In the past couple weeks, I've ended up having conversations with several different people about a sad thing.
It seems like there are a lot of people in our church these days who are looking for more rules and more specific doctrine when it comes to how we should dress, what we should eat and drink, what we should believe politically, that sort of thing. Lots of people seem to be seeking after clear black and white answers in areas where the Lord has only offered guidelines or strong suggestions. I've read carefully through "For the Strength of Youth" and the primary, YW and Relief Society manuals as well as other official church materials and you know what? There aren't very many hard and fast "do's" and "don't's." In most places where guidelines are offered, words like "generally" or "should" are used rather than "always" or "must." Often, official church materials suggest that we pray for guidance as we strive to figure out what is right given the unique situations we may find ourselves in.

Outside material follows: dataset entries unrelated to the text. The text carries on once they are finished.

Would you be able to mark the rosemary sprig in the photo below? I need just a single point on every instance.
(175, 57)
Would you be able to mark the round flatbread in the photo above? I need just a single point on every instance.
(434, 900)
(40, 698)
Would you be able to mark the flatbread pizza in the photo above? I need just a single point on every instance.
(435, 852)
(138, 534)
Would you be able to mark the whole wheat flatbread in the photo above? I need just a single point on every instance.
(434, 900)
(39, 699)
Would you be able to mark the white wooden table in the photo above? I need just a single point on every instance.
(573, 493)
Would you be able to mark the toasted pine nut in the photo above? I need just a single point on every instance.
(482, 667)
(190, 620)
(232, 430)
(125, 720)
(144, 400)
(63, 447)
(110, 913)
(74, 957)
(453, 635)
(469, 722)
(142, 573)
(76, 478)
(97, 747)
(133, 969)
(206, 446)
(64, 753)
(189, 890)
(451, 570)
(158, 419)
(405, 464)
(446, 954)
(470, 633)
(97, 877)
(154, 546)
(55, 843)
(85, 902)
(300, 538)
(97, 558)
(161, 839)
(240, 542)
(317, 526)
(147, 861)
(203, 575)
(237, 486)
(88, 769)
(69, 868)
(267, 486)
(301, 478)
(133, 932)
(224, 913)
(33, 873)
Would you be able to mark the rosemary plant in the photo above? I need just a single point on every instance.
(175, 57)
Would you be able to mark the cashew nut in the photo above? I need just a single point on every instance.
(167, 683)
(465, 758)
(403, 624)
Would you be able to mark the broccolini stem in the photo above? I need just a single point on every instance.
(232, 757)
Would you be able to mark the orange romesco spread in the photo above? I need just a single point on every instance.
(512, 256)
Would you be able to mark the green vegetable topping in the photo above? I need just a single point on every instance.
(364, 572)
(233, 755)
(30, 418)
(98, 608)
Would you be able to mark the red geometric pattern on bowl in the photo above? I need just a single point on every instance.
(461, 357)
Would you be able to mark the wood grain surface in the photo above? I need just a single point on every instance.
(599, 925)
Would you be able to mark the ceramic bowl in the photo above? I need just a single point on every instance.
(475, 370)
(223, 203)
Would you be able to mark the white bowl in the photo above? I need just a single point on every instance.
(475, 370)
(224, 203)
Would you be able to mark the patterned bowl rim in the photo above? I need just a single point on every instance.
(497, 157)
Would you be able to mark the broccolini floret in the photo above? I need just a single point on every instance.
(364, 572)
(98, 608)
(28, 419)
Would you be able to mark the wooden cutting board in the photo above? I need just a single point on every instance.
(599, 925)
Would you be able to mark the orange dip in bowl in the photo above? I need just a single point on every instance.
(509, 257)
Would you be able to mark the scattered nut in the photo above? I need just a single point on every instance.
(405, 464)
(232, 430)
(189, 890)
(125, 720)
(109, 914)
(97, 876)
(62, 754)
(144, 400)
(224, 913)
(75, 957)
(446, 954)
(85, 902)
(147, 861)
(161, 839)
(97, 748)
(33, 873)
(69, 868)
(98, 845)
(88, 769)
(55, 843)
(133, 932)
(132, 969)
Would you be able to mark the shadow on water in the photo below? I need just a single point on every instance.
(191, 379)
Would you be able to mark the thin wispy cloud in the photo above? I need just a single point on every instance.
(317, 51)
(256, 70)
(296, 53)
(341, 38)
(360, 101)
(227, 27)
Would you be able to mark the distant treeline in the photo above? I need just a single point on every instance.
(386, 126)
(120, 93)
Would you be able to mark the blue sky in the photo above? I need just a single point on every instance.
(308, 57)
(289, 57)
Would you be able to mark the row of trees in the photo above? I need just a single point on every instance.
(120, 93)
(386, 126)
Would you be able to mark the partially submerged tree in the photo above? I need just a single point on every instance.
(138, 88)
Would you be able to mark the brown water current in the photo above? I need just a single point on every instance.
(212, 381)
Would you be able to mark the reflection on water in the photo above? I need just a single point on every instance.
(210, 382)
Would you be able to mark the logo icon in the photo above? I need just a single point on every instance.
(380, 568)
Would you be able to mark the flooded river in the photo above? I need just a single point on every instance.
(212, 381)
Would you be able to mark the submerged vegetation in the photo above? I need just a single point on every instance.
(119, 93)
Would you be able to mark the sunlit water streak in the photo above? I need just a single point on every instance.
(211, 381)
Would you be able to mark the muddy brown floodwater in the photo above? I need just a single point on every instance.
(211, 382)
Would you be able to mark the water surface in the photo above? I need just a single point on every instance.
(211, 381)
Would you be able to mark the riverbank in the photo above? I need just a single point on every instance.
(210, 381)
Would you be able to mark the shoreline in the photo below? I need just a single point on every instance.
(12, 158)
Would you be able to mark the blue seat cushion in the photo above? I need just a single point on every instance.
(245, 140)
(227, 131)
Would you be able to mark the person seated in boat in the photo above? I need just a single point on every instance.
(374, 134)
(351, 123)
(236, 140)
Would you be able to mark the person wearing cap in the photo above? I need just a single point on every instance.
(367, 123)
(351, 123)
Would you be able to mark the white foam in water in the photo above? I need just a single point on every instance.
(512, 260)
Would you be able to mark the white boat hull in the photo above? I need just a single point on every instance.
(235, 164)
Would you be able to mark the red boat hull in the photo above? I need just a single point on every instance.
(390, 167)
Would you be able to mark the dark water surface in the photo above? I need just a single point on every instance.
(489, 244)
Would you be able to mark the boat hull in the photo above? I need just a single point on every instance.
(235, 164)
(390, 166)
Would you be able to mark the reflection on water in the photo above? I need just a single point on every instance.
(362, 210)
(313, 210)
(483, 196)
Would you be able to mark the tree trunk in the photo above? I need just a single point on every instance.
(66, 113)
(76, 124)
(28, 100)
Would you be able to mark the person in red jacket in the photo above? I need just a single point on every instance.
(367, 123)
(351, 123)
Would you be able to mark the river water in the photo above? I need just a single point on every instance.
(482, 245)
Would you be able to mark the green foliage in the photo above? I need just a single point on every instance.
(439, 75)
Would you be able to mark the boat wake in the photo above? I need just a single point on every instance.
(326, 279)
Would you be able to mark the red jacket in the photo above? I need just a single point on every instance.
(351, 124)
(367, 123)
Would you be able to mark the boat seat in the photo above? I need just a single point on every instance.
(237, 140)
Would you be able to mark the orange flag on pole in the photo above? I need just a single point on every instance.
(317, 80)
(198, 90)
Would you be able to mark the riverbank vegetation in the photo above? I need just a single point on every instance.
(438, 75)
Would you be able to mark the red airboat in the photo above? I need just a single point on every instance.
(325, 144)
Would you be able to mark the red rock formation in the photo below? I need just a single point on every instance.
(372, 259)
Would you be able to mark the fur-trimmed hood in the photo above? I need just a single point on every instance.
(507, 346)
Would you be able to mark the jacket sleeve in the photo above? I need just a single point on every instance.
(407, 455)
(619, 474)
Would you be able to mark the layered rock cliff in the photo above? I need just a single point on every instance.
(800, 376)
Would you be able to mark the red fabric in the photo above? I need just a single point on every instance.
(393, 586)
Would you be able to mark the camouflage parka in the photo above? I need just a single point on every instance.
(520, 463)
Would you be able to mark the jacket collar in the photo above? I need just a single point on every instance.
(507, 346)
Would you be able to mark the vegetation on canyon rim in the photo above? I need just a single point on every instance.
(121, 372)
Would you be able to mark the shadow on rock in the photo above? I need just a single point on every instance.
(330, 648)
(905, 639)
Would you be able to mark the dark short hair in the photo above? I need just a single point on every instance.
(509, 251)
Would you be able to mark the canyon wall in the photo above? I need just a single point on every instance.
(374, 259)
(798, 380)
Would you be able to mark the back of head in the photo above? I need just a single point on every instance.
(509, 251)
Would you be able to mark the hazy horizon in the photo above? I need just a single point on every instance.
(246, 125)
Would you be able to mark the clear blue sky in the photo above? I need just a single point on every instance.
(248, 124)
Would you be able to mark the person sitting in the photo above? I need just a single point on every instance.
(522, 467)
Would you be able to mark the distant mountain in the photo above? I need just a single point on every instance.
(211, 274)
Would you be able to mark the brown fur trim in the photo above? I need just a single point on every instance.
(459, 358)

To me, it seems clear that the Lord wants us to figure out a lot of things for ourselves. As any loving father would do, God offers us a lot of guidelines and counsel. But also, as a loving and wise father would do and in keeping with the free agency that this life is all about, He stops short of giving us specific and complete directions and rules about everything. Long, long ago, God did away with the Law of Moses - the lower law of hard-and-fast long lists of specific "do's" and "don't's" - and replaced it with more nuanced laws. Love God. Love each other. Be Chaste. Be generous. Be modest. Be healthy. . . Through modern prophets, He's offered us very helpful guidelines to help us figure out how to live His commandments. But beyond a relatively few very specific rules, he leaves it up to us to figure out what obedience should specifically look like in our lives.
I applaud people for seeking for guidance about specifics on how to best obey God's laws in their own lives. I think it's important and commendable when people develop personal standards that are strict and that involve sacrifice. But what bothers me is when some people use their personal understanding of what a guideline might mean to judge someone else.
It made me sad to hear about a primary leader making a big deal about sleeveless dresses not being modest while several little girls in pretty summer dresses without sleeves are sitting right there in the room (what are they supposed to think? That their moms committed a sin by purchasing and dressing them in such clothes? That they are capable of tempting men with their shoulders?...). It made me sad to hear of a Young Women's leader asking the 14 and 15-year-old girls in her class on Sunday whether they were going to the casual no-date school dance that weekend, then proceeding to tell them (after most of the girls raised their hands) that the prophet has taught that they should not be attending dances until they are 16 (I guess you could interpret some of the guidelines that way but that would be a personal or family choice, not something to preach as doctrine). It made me sad to hear about a young boy who saw a relative drink Coke and was seriously worried about this relative's soul.
I wish we could all focus more on the things that seem much more important to me based on the scriptures and what our church leaders talk about the most - loving others and seeking personal revelation and working out our own salvation.
Anyway, the thoughts and conversations that have popped up in the past couple weeks led me to really notice this passage in the scriptures this week:
"For they saw and beheld with great sorrow that the people of the church began to be lifted up in the pride of their eyes, that they began to be scornful, one towards another, and they began to persecute those that did not believe according to their own will and pleasure...yea there were envyings and strive and malice and persecutions and pride even to exceed the pride of those who did not belong to the church of God..." (Alma 4:8-9).
Don't get me wrong. I think the vast majority of the members of my church around the world are good people who are doing their best. And I don't see people outright persecuting each other much at church. But I do think that if we get caught up in the letter of the law and try to interpret what is right for anyone other than ourselves and our own families, we are led to some dangerous pride. And that can lead us to quiet and/or outwardly friendly persecution as well as strife. This pride and strife can really hurt fragile testimonies of others and cause us to loose our focus on the things that matter most - like loving each other and advancing our faith in Christ - while we get distracted by smaller things that may not matter very much in the grand scheme of things.